Special Relativity and Mount Washington

2018-07-09 15:42:43.000 – Emily Tunkel, Summer Intern

 

Freshman year, second semester, I took a course called “Introduction to Relativity and Quantum Mechanics” in which we discussed an experiment performed by David Frisch and James Smith in 1963. Frisch and Smith were looking to measure the effect of time dilation on mu-meson particles. Time dilation, an effect of special relativity, basically describes what happens if you throw a clock fast enough: It will start to run slow. The factor of this time change is generally pretty small because it relates the object’s velocity to the speed of light (3*108 m/s). The only way to have a significant time difference is for the object to be moving incredibly fast — generally around 0.9 times the speed of light.

A mu­-meson, also called a muon, is a type of elementary particle that is created by protons from the sun getting broken apart by the atmosphere. These muons have a very short half-life – only two microseconds. If we imagine these muons coming down from the atmosphere, half of them would die in two microseconds, another half in another two microseconds, and so on.

Frisch and Smith wanted to see how fast the muons were travelling, so they set up two stations; one at sea level in Cambridge, Massachusetts, and one at 6,288 feet on top of Mount Washington.

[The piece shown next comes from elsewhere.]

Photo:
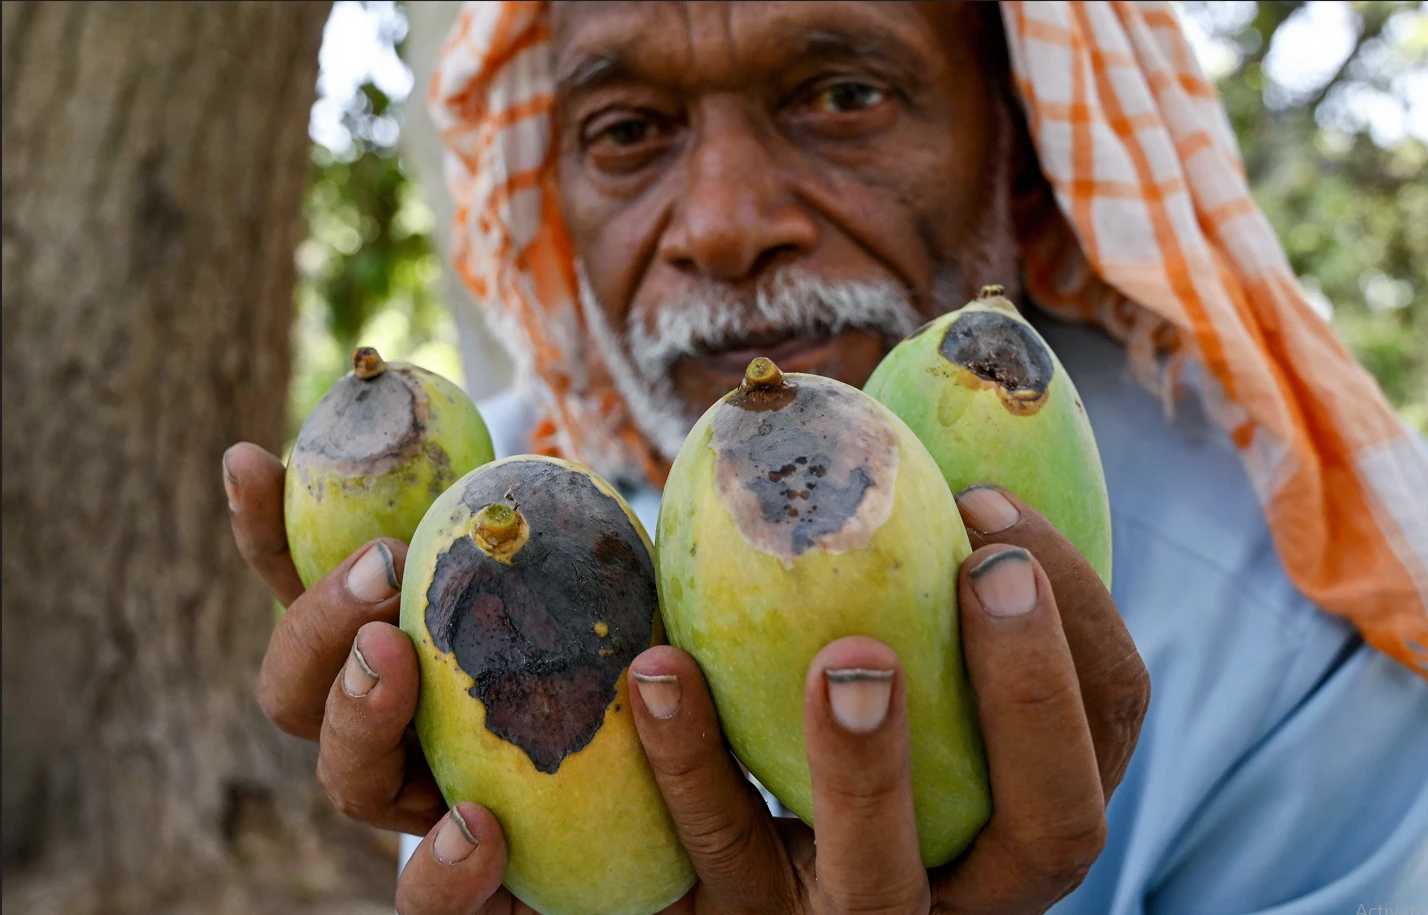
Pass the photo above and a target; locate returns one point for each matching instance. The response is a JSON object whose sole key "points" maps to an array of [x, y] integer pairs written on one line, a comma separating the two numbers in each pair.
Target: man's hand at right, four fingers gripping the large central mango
{"points": [[1062, 696]]}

From their experiment, which took about one hour, they found that the muons decayed at only about 0.7 microseconds – if we imagine that the muons were clocks, they would be running slow by a factor of nine. The muons were moving at a speed of 0.995 times the speed of light, which changed how long Frisch and Smith observed their half-life!

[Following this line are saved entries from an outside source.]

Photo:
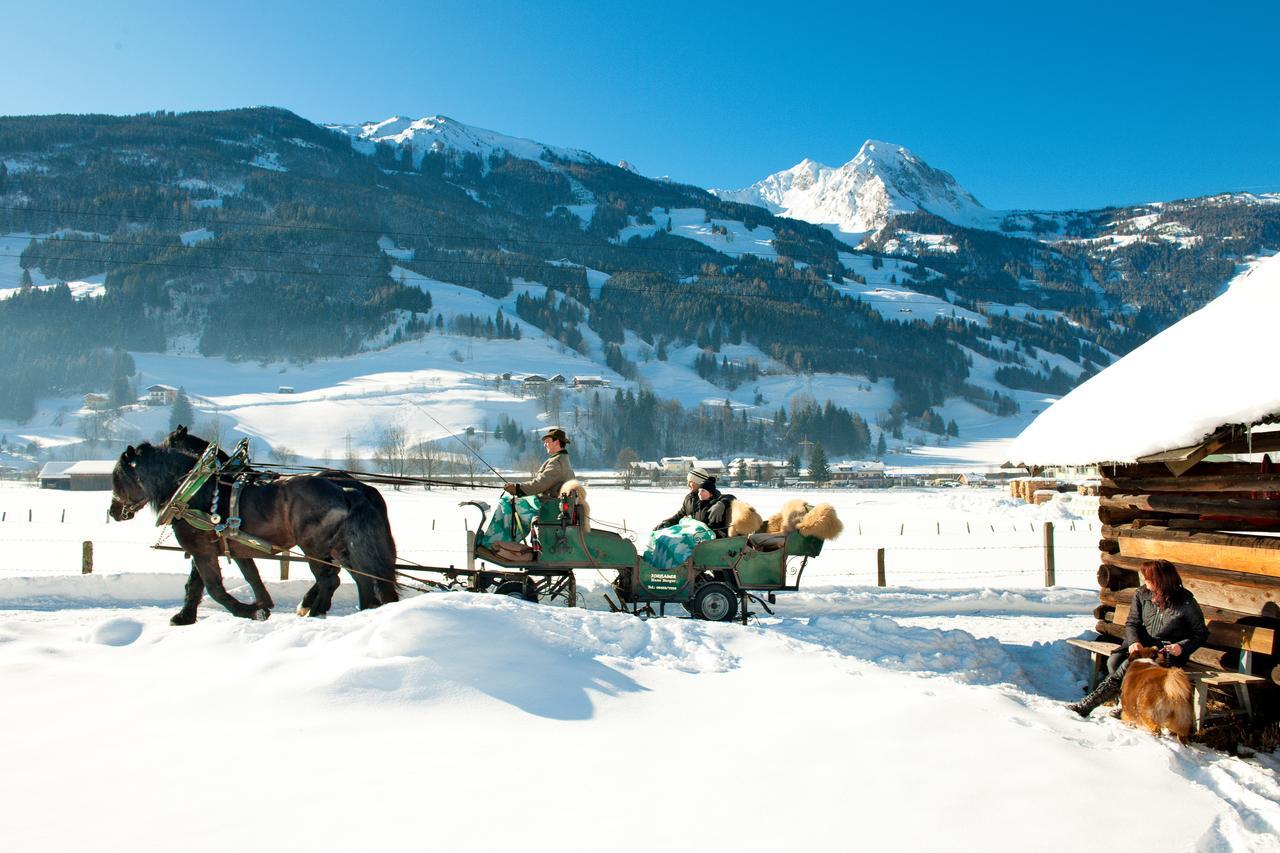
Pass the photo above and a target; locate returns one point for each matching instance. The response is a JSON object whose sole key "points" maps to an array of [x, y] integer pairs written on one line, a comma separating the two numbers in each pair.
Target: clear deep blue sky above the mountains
{"points": [[1068, 106]]}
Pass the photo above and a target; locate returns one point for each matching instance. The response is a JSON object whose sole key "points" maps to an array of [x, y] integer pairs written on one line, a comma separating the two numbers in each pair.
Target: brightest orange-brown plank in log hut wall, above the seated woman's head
{"points": [[1251, 555]]}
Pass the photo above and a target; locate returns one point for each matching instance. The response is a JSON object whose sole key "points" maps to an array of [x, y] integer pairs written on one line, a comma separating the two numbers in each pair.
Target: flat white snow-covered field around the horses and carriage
{"points": [[925, 715]]}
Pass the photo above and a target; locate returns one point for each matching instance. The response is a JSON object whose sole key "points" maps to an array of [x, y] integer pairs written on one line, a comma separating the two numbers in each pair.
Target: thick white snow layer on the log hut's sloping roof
{"points": [[1213, 368]]}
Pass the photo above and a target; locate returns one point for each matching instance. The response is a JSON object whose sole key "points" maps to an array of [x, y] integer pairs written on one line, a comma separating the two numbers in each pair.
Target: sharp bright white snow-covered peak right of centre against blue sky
{"points": [[861, 197]]}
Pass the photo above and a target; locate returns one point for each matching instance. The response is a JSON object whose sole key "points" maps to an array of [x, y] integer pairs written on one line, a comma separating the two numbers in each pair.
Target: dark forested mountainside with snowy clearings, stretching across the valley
{"points": [[257, 235]]}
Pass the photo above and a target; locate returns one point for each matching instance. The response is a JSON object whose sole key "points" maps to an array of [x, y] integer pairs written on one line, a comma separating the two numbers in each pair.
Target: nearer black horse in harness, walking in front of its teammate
{"points": [[330, 523]]}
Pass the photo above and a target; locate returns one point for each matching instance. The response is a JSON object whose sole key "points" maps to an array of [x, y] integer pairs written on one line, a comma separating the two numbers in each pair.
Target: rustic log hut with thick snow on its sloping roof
{"points": [[1186, 445]]}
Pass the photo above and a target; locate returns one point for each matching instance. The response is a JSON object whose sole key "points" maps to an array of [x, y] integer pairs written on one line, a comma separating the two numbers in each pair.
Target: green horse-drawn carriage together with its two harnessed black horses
{"points": [[716, 582]]}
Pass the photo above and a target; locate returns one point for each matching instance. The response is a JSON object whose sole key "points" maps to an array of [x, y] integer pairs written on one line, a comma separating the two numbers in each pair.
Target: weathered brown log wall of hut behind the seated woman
{"points": [[1219, 526]]}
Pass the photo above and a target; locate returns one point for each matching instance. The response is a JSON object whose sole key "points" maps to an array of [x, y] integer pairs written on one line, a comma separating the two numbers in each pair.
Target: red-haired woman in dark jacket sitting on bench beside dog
{"points": [[1164, 614]]}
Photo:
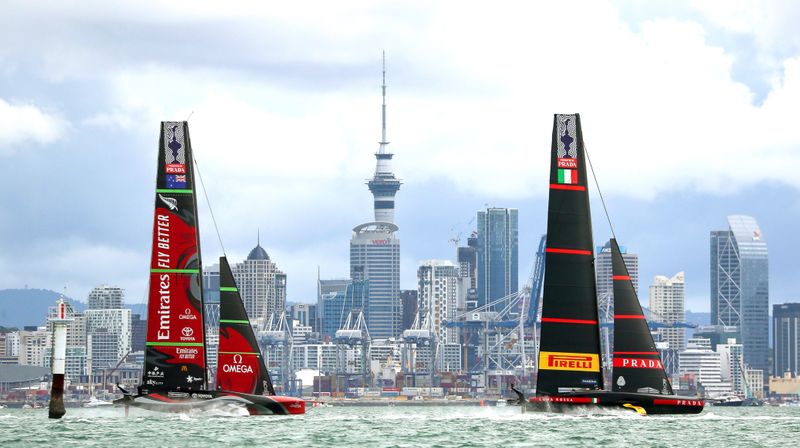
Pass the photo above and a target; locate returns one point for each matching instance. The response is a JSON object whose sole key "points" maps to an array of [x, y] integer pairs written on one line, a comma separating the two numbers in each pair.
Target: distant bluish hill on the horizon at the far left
{"points": [[23, 307]]}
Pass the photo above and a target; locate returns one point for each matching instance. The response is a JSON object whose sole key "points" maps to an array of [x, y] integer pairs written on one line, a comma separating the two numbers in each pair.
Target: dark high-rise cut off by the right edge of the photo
{"points": [[786, 339]]}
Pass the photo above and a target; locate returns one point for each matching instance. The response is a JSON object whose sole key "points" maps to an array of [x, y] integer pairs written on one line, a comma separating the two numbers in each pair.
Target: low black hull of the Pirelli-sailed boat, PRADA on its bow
{"points": [[600, 401]]}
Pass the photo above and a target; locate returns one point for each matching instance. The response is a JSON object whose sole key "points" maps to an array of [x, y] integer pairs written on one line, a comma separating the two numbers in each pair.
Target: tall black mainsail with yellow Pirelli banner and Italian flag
{"points": [[569, 355]]}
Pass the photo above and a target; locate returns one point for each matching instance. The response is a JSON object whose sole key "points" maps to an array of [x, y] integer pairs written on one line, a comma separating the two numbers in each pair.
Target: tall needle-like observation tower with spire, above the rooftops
{"points": [[384, 185]]}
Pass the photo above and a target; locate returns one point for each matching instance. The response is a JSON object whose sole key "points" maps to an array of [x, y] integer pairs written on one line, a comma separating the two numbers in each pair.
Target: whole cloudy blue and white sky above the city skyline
{"points": [[688, 108]]}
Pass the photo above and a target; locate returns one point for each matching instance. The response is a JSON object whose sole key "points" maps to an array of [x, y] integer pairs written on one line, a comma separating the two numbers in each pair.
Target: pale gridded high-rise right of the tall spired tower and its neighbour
{"points": [[437, 280]]}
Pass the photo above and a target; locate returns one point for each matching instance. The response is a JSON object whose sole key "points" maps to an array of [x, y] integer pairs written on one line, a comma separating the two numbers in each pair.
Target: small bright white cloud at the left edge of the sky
{"points": [[21, 123]]}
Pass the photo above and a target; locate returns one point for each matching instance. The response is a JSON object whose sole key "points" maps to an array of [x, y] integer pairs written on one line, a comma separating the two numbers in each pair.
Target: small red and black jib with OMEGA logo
{"points": [[240, 367]]}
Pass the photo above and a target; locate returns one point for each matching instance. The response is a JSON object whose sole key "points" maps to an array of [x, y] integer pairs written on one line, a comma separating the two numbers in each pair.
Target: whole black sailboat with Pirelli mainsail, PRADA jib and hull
{"points": [[570, 363]]}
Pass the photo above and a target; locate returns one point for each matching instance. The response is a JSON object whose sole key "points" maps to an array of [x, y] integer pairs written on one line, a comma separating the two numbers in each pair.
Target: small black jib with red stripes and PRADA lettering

This is a very brief overview, and I recommend for more information you take a look at their original paper “Measurement of the Relativistic Time Dilation Using mu-Mesons” (1963) or the short movie Time Dilation: An Experiment with Mu Mesons published by MIT.

 

The Cosmo Shack, a small wooden cabin on the observation deck of MWO, measures the number of muons that are rained down from the atmosphere and compares it to ones measured at the University Of New Hampshire. This project has been on-going for nearly 60 (!!) years and can be used to monitor ejections of mass from the Sun’s corona as well as solar flares. While the Cosmo Shack is not the same one that Frisch and Smith used, the experiments are similar in their detection parameters.